The 29-year-old Wexford woman appeared on the programme last week to reflect on a landmark year professionally and personally, joking that she “could have done without” the surgery, which took place in November.

Ms Codd previously had one leg amputated at the age of 23 after complications arising from a serious injury she sustained as a teenager. Speaking to host Patrick Kielty, she explained that the injury occurred when she was 15 and “just kicking a ball around” with friends, but it failed to heal properly and ultimately led to a series of medical setbacks.

“I didn’t even play football,” she told host Kielty. “I was just kicking around a ball with my friends. I just fell. It was just a bad break. It didn’t heal properly. And I think there was a couple of things that went wrong with treating it initially and just kind of spiralled.”

She went on to have 10 operations with number 11 being her first amputation. Two months on from her second amputation in November, Ruth is still getting used to her “new normal”. On Friday, she walked across the Late Late Show stage to join fellow guest, English comedian John Bishop and with the help of her National Rehabilitation Hospital (NRH) physio, has been able to get back horse riding.

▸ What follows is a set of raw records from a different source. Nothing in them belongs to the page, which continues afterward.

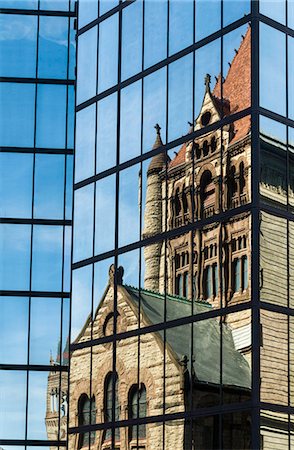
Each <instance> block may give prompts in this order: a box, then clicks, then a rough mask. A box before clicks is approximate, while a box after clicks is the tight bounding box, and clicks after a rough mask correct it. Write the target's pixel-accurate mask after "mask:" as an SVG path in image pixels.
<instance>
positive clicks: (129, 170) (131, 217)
mask: <svg viewBox="0 0 294 450" xmlns="http://www.w3.org/2000/svg"><path fill="white" fill-rule="evenodd" d="M139 175H140V166H139V165H138V164H136V165H135V166H132V167H130V168H129V169H125V170H123V171H122V172H120V174H119V233H118V234H119V246H123V245H127V244H130V243H131V242H136V241H138V240H139V239H140V236H139V231H140V230H139V225H140V216H139V204H138V198H139Z"/></svg>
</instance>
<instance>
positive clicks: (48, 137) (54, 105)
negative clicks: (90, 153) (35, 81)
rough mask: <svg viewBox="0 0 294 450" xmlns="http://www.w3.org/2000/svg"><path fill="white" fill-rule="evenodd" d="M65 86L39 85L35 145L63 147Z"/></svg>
mask: <svg viewBox="0 0 294 450" xmlns="http://www.w3.org/2000/svg"><path fill="white" fill-rule="evenodd" d="M65 124H66V86H58V85H48V84H47V85H46V84H45V85H39V86H38V96H37V131H36V145H37V147H44V148H64V147H65Z"/></svg>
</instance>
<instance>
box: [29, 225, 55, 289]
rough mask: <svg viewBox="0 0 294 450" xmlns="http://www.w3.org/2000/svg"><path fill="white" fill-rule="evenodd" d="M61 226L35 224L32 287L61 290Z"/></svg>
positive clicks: (44, 288) (33, 245)
mask: <svg viewBox="0 0 294 450" xmlns="http://www.w3.org/2000/svg"><path fill="white" fill-rule="evenodd" d="M61 272H62V227H57V226H47V225H35V226H34V231H33V268H32V289H33V290H36V291H61Z"/></svg>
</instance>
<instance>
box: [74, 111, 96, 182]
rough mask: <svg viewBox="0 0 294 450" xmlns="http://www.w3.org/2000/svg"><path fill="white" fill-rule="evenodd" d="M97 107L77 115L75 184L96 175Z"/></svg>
mask: <svg viewBox="0 0 294 450" xmlns="http://www.w3.org/2000/svg"><path fill="white" fill-rule="evenodd" d="M95 121H96V105H91V106H89V107H88V108H85V109H82V110H81V111H79V112H78V113H77V115H76V151H75V182H76V183H78V182H79V181H81V180H83V179H84V178H88V177H90V176H91V175H94V165H95Z"/></svg>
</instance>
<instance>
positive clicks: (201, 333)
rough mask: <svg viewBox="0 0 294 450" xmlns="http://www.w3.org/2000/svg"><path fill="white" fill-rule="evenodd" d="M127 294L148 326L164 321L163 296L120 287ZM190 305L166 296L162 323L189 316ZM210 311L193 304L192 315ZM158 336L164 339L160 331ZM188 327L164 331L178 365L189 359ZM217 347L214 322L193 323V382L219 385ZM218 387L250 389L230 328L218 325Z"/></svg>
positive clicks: (162, 332)
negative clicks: (139, 307) (143, 316)
mask: <svg viewBox="0 0 294 450" xmlns="http://www.w3.org/2000/svg"><path fill="white" fill-rule="evenodd" d="M123 288H124V289H126V291H127V292H128V293H129V298H131V300H132V302H134V304H135V306H136V307H137V308H138V307H139V301H140V308H141V311H142V313H143V314H144V315H145V316H146V317H147V318H148V320H149V321H150V323H151V324H156V323H160V322H162V321H163V318H164V304H165V301H164V295H161V294H157V293H154V292H151V291H146V290H140V291H139V290H138V289H136V288H134V287H130V286H126V285H125V286H123ZM191 307H192V304H191V301H188V300H185V299H182V298H179V297H174V296H169V295H168V296H167V298H166V309H167V311H166V319H167V320H168V321H169V320H174V319H177V318H179V317H186V316H190V315H191ZM210 309H211V305H210V304H209V303H206V302H199V301H196V302H194V305H193V314H196V315H197V314H201V313H203V312H207V311H209V310H210ZM159 335H160V336H161V338H162V339H164V336H163V331H160V332H159ZM191 337H192V335H191V327H190V326H187V325H186V326H180V327H175V328H171V329H169V330H167V332H166V339H167V343H168V344H169V345H170V347H171V349H172V351H173V352H174V354H175V357H176V358H177V360H178V361H180V360H181V358H182V357H183V355H184V354H185V355H186V356H187V357H188V358H189V359H190V354H191V345H192V339H191ZM220 345H221V328H220V323H219V320H218V319H217V318H212V319H207V320H202V321H199V322H197V323H196V324H195V325H194V328H193V354H194V356H195V361H194V362H193V369H194V373H195V375H196V380H197V381H198V382H201V383H205V384H212V385H219V384H220ZM222 346H223V348H222V350H223V351H222V364H223V374H222V384H223V385H226V386H232V387H239V388H240V387H241V388H245V389H250V388H251V371H250V367H249V364H248V363H247V361H246V359H245V358H244V357H243V356H242V355H241V354H240V353H239V352H238V351H237V350H236V349H235V346H234V341H233V336H232V332H231V330H230V328H229V327H228V326H227V325H225V324H223V325H222Z"/></svg>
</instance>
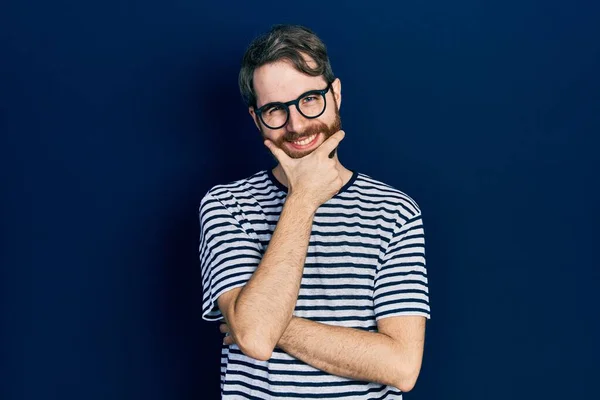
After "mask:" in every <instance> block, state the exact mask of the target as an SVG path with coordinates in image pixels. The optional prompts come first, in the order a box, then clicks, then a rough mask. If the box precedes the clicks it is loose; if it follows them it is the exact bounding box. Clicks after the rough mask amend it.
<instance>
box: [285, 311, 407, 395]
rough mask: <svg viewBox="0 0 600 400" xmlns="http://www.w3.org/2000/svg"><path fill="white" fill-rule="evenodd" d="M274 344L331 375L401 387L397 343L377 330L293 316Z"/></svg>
mask: <svg viewBox="0 0 600 400" xmlns="http://www.w3.org/2000/svg"><path fill="white" fill-rule="evenodd" d="M277 346H278V347H279V348H281V349H282V350H284V351H285V352H286V353H288V354H289V355H291V356H293V357H296V358H298V359H300V360H302V361H304V362H305V363H307V364H309V365H312V366H313V367H315V368H317V369H320V370H322V371H325V372H328V373H330V374H333V375H338V376H343V377H347V378H351V379H356V380H362V381H368V382H378V383H382V384H385V385H391V386H394V387H404V384H403V383H402V382H403V379H404V378H403V377H404V376H408V374H406V373H405V368H404V366H405V365H406V364H405V363H403V362H402V359H401V354H402V352H401V349H400V348H399V344H398V343H397V342H395V341H394V340H393V339H392V338H390V337H389V336H386V335H384V334H382V333H377V332H367V331H363V330H359V329H353V328H345V327H339V326H331V325H326V324H322V323H318V322H314V321H311V320H307V319H303V318H297V317H294V318H292V320H291V321H290V323H289V325H288V327H287V329H286V330H285V332H284V334H283V335H282V337H281V339H280V340H279V342H278V344H277Z"/></svg>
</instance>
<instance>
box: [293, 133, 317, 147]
mask: <svg viewBox="0 0 600 400" xmlns="http://www.w3.org/2000/svg"><path fill="white" fill-rule="evenodd" d="M315 136H317V135H316V134H314V135H310V136H309V137H307V138H304V139H302V140H298V141H296V142H294V144H297V145H298V146H304V145H306V144H309V143H310V142H312V141H313V140H314V138H315Z"/></svg>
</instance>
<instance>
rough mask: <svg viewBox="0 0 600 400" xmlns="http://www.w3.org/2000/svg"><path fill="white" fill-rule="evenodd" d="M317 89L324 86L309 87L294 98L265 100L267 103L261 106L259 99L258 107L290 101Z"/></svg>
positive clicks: (317, 89) (257, 106)
mask: <svg viewBox="0 0 600 400" xmlns="http://www.w3.org/2000/svg"><path fill="white" fill-rule="evenodd" d="M325 85H327V84H326V83H325ZM315 90H323V89H322V88H313V89H307V90H305V91H303V92H300V94H299V95H298V96H296V97H294V98H293V99H288V100H273V101H267V102H265V103H264V104H263V105H261V106H259V105H258V101H257V102H256V108H261V107H264V106H266V105H267V104H272V103H287V102H288V101H291V100H296V99H297V98H298V97H301V96H302V95H305V94H306V93H309V92H313V91H315Z"/></svg>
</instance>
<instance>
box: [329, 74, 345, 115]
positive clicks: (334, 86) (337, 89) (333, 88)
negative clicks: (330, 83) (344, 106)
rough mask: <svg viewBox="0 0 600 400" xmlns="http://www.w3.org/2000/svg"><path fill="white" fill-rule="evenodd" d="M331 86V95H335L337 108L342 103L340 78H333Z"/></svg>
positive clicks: (341, 104)
mask: <svg viewBox="0 0 600 400" xmlns="http://www.w3.org/2000/svg"><path fill="white" fill-rule="evenodd" d="M331 87H332V89H333V96H334V97H335V101H336V102H337V105H338V110H339V109H340V106H341V105H342V82H341V81H340V78H335V80H334V81H333V82H332V83H331Z"/></svg>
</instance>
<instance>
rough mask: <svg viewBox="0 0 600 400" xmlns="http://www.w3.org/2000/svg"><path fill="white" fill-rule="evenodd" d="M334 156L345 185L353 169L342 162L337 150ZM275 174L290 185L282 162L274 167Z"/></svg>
mask: <svg viewBox="0 0 600 400" xmlns="http://www.w3.org/2000/svg"><path fill="white" fill-rule="evenodd" d="M333 158H334V160H335V167H336V168H337V169H338V171H340V175H341V176H342V179H343V180H344V185H345V184H346V183H348V181H349V180H350V179H351V178H352V171H350V170H349V169H347V168H346V167H344V166H343V165H342V163H340V160H339V159H338V156H337V152H336V154H335V156H334V157H333ZM273 175H274V176H275V178H276V179H277V180H278V181H279V182H280V183H281V184H282V185H283V186H285V187H289V183H288V179H287V176H286V175H285V171H284V170H283V167H282V166H281V164H277V166H276V167H275V168H273Z"/></svg>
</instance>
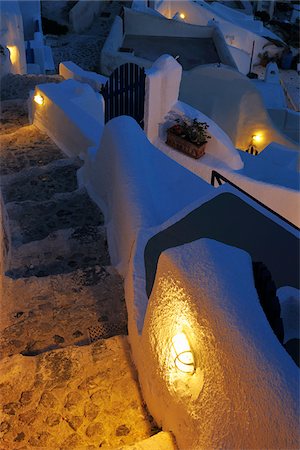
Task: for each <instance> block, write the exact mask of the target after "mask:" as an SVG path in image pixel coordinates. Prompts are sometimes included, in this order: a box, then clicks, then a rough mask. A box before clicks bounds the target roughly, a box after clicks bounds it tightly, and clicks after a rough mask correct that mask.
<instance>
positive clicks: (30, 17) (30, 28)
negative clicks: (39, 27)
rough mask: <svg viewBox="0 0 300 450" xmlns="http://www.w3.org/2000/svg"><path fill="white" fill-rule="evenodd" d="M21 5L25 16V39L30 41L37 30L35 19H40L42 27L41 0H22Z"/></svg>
mask: <svg viewBox="0 0 300 450" xmlns="http://www.w3.org/2000/svg"><path fill="white" fill-rule="evenodd" d="M19 6H20V10H21V14H22V18H23V29H24V39H25V41H28V40H30V39H32V38H33V35H34V32H35V21H36V20H38V21H39V25H40V31H42V27H41V2H40V0H30V1H28V0H27V1H26V0H21V1H19Z"/></svg>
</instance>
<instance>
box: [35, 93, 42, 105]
mask: <svg viewBox="0 0 300 450" xmlns="http://www.w3.org/2000/svg"><path fill="white" fill-rule="evenodd" d="M33 100H34V101H35V103H37V104H38V105H43V104H44V97H42V96H41V95H40V94H36V95H35V96H34V97H33Z"/></svg>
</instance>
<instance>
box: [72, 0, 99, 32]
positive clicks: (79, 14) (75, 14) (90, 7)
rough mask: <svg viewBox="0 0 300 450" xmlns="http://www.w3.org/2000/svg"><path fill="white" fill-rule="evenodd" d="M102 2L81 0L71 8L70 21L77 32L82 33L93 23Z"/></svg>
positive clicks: (91, 24) (72, 25)
mask: <svg viewBox="0 0 300 450" xmlns="http://www.w3.org/2000/svg"><path fill="white" fill-rule="evenodd" d="M101 3H102V2H101V1H100V0H93V1H86V0H79V1H78V2H77V3H76V5H75V6H74V7H73V8H72V9H71V11H70V12H69V22H70V24H71V26H72V28H73V30H74V31H75V32H76V33H81V32H82V31H84V30H86V29H87V28H89V27H90V26H91V25H92V23H93V20H94V17H95V16H96V15H97V14H99V11H100V8H101Z"/></svg>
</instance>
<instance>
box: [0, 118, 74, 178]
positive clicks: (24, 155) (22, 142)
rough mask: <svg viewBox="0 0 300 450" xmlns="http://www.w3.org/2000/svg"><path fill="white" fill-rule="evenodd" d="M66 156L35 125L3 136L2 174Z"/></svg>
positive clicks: (1, 157) (22, 127)
mask: <svg viewBox="0 0 300 450" xmlns="http://www.w3.org/2000/svg"><path fill="white" fill-rule="evenodd" d="M65 158H66V156H65V155H64V154H63V152H62V151H61V150H60V149H59V148H58V147H57V146H56V145H55V144H54V143H53V142H52V141H51V140H50V138H49V137H48V136H47V135H46V134H45V133H43V132H42V131H40V130H38V129H37V128H36V127H35V126H34V125H28V126H26V127H22V128H19V129H18V130H17V131H15V132H14V133H11V134H4V135H2V136H1V154H0V176H3V175H11V174H14V173H17V172H20V171H21V170H24V169H29V168H30V167H33V166H45V165H46V164H49V163H50V162H52V161H56V160H58V159H65Z"/></svg>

Ruth Codd was a contestant on BBC1’s smash-hit show, The Celebrity Traitors (Handout/PA)

Ruth Codd was a contestant on BBC1’s smash-hit show, The Celebrity Traitors (Handout/PA)

As well as starring in the hit BBC programme The Celebrity Traitors, The Fall of the House of Usher and The Midnight Club and the motion picture How to Train your Dragon, “I got my legs chopped off on top of all of that,” she remarked.

“A lot of times, people say to me, ‘Oh, well you chose it. It was your choice’, because it was an elective amputation. But surgeons just don’t go chopping off limbs willy-nilly.

“It was the only way for my quality of life to improve, and I’m not willing to spend my entire life in a hospital bed for the sake of keeping a leg that doesn’t work…

“I’m not going to say that my life is the same. It’s different, but in a good way, I think.”

In a statement following her appearance on Friday, she reflected on being just a month on from taking her first steps and expressed her sincere thanks to the team at the NRH.

“I work in an industry that isn’t necessarily the most accessible or understanding of disabled people. When I entered the NRH I was overworked and honestly, overwhelmed. I was starting to believe that there wasn’t a place for someone like me in the film industry,” she wrote.

“The kindness and patience I have experienced from every single member of staff there has made me realise that when I advocate for myself on set, as exhausting as it is sometimes, I’m not only standing up for my needs but hopefully can make it a little easier for the next disabled person that deserves a shot at a doing something they love. Accessibility is not a luxury it’s a human right and the bare minimum.”